Introduction > Intersection > Assessment > Components > Future > Conclusion

 

V. Conclusion

Should we hail the arrival of new media as a revolutionary breakthrough in history education? Is it on a par with the efforts of Herodotus and Thucydides? Is it comparable to the development of Johannes Gutenberg’s printing press? The scholarly conventions accepted by the academy today did not sudden appear from that first press. Five centuries of development and refinement followed the printing of Gutenberg’s first bibles. This is a transitional period. Everyone is exploring the new playing field created by a digital world.
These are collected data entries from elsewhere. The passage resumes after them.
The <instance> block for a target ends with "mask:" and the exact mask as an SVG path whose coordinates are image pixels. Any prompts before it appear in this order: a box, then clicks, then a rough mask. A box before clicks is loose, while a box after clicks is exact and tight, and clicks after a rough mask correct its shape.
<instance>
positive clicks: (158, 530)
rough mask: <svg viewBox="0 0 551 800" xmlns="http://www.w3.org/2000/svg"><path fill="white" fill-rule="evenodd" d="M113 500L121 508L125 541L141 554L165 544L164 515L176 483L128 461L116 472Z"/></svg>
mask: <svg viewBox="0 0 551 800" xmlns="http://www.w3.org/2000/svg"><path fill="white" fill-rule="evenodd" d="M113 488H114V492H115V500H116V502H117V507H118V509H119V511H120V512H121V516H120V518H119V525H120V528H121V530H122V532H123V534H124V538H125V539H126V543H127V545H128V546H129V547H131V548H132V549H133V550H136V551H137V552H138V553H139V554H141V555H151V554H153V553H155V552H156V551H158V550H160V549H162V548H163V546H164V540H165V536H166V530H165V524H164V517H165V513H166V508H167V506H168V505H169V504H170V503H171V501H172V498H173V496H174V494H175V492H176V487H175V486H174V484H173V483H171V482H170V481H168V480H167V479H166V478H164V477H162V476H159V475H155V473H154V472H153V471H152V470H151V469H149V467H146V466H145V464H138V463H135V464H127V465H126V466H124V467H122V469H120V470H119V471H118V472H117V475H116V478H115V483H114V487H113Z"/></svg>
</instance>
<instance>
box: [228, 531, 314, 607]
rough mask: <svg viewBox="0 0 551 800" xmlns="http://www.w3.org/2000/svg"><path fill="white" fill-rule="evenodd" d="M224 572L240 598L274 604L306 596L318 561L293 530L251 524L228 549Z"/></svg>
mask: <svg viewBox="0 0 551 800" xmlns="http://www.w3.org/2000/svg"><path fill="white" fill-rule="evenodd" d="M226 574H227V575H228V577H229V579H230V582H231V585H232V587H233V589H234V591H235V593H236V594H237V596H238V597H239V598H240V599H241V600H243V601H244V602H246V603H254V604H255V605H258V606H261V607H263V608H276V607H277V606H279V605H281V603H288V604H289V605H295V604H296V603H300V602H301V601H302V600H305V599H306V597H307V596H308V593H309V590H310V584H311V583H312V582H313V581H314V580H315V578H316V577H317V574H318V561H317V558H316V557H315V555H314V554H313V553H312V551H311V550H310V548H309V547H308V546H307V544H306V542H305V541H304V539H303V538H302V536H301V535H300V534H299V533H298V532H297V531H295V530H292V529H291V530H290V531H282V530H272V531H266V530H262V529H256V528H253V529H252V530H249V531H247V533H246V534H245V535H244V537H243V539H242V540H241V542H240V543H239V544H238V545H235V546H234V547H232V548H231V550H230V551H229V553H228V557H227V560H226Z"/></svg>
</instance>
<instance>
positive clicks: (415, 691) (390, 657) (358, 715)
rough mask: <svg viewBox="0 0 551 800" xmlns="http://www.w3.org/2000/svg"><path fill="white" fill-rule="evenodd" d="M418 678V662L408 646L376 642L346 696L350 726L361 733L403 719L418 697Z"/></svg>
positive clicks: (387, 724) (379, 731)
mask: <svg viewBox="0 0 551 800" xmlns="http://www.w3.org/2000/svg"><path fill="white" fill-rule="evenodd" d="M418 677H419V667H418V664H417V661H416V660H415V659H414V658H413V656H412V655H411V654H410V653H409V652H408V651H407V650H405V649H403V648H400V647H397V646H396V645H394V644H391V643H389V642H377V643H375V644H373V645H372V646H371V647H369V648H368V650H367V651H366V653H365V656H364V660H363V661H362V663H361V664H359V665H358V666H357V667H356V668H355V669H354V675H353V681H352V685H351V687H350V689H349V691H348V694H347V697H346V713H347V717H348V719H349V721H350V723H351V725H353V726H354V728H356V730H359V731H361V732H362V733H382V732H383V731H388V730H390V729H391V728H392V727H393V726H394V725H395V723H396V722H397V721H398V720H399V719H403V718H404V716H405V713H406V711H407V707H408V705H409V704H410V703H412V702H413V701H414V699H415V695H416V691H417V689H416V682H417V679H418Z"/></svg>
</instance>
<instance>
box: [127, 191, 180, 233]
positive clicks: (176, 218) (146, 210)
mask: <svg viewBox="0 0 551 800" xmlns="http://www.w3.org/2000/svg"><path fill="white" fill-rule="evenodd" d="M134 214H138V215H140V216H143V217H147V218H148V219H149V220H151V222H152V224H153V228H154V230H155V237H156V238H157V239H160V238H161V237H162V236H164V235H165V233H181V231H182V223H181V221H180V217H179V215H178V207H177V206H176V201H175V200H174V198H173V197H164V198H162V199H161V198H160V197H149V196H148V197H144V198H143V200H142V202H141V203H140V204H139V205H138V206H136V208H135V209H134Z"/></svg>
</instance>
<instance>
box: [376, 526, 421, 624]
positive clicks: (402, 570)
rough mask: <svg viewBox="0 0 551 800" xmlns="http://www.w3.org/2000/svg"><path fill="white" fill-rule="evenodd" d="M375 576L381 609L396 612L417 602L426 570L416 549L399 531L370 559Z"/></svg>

Whether or not we perceive the incorporation of new media in education as a revolutionary development will depend on how it is done.

Fundamental changes must be made by teachers and students. Students who have grown up with technology may not have much trouble adapting to new media based learning, but their instructors may have to make more of an effort to fulfill their part. In education, everyone is in search of that “teachable moment” discussed by Judith Sandholtz and her colleagues. It may seem at times as if technology offers all flash and no substance to education. Sustaining a student’s interest and developing an engaged learner increases a teacher’s opportunity to connect with a student.

Bolter and Grusin do not consider new media a particularly revolutionary development. To a certain extent I would have to agree with them. If we merely replace traditional methods of teaching with computer instruction, we have not fundamentally altered education. We must keep in mind the question, “What can new media do that other forms of media cannot?” If we only replicate traditional media we have squandered the potential of a powerful educational tool.

Thucydides did not discover history, he merely wrote it down. Digital technologies have not yet revolutionized the study of history, but looking back centuries from now history education’s introduction of new media will unquestionably be viewed as the new Thucydides.